COVID-19 traffic spikes haven't scared T-Mobile, Verizon away from fixed wireless

If executives from T-Mobile and Verizon are worried about 5G fixed wireless being able to withstand pandemic-levels of home Internet traffic, they certainly aren't showing it.

"It has not changed how we think about doing 5G Home and fixed wireless access. It has only reinforced that it is a great solution," Verizon CEO Hans Vestberg said this week at an investor event. He was responding to a question about whether fixed wireless technologies could handle the dramatic increases in Internet traffic across wired networks sparked by COVID-19 lockdowns.

Executives at T-Mobile offered a similar outlook about their own fixed wireless plans.

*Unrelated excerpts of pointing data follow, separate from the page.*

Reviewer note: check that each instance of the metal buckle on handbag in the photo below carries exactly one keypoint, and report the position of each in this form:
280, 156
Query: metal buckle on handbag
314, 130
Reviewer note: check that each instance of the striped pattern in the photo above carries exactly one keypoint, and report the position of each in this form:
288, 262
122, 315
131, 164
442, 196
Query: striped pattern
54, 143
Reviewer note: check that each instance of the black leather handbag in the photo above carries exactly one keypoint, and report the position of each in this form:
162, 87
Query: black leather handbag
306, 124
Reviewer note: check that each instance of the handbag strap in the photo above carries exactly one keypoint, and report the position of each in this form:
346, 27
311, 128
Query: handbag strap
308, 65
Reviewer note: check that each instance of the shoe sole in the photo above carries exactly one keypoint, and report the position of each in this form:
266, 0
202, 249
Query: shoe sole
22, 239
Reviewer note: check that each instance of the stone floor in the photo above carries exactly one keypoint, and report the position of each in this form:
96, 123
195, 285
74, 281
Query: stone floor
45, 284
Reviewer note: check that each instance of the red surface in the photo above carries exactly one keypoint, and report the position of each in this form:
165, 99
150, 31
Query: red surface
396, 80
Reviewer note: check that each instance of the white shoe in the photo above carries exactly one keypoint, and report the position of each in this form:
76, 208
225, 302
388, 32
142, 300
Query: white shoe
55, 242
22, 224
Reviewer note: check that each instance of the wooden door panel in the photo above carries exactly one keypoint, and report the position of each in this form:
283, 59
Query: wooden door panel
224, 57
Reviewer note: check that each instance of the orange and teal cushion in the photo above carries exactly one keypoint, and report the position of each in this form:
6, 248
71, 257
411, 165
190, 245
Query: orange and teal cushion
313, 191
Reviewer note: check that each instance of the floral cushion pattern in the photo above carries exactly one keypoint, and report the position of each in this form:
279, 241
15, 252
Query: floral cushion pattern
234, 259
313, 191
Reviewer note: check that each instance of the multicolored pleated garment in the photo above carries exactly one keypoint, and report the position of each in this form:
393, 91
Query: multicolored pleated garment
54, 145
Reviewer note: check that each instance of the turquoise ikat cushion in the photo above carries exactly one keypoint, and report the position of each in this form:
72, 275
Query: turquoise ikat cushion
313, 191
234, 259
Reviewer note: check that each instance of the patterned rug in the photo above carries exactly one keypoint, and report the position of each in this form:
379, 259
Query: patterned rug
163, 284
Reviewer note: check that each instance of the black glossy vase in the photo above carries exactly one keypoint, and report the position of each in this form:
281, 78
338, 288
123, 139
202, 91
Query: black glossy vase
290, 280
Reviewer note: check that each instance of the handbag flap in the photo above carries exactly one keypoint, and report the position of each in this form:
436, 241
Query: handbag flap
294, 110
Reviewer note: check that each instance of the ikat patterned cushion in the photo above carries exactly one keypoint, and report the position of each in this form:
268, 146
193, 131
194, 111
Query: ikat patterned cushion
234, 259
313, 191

"It's the highest capacity wireless network that's ever been built," T-Mobile CEO Mike Sievert said of T-Mobile's planned 5G network. In response to a similar question at an investor conference, he explained that T-Mobile's planned fixed wireless offering will be designed for "massive amounts of usage" in the range of terabytes per month. According to figures provided by major residential Internet providers like Comcast and Altice, Americans' monthly average home Internet usage was around 200-300GB per month, though that was prior to the pandemic.

However, Sievert argued that coronavirus Internet traffic levels will ultimately decline as stay-at-home orders relax. "An easy mistake in any business is to take the current and accidentally extrapolate it to the future," he explained. "The broad trends are very simple: All commerce and communications of all types are leaving their former linear formats and coming to the Internet, and the Internet is going mobile. ... The broad trend is toward eyeball-time toward mobile. And so we're in the right business."

Both Verizon and T-Mobile have ambitious plans to use 5G to offer fixed wireless Internet services across wide swathes of the US in a direct challenge to wired Internet providers like CenturyLink, Comcast and Charter. And both companies are already testing such services in a number of cities around the country.

Specifically, Verizon hopes to expand its 5G Home service to ten cities by the end of 2020, eventually expanding that to cover 30 million total US households over the next several years. T-Mobile, meantime, has said it plans to reach 10 million households by 2024 with its own in-home, fixed wireless broadband service, covering half of all US zip codes. There are roughly 120 million households in total across America.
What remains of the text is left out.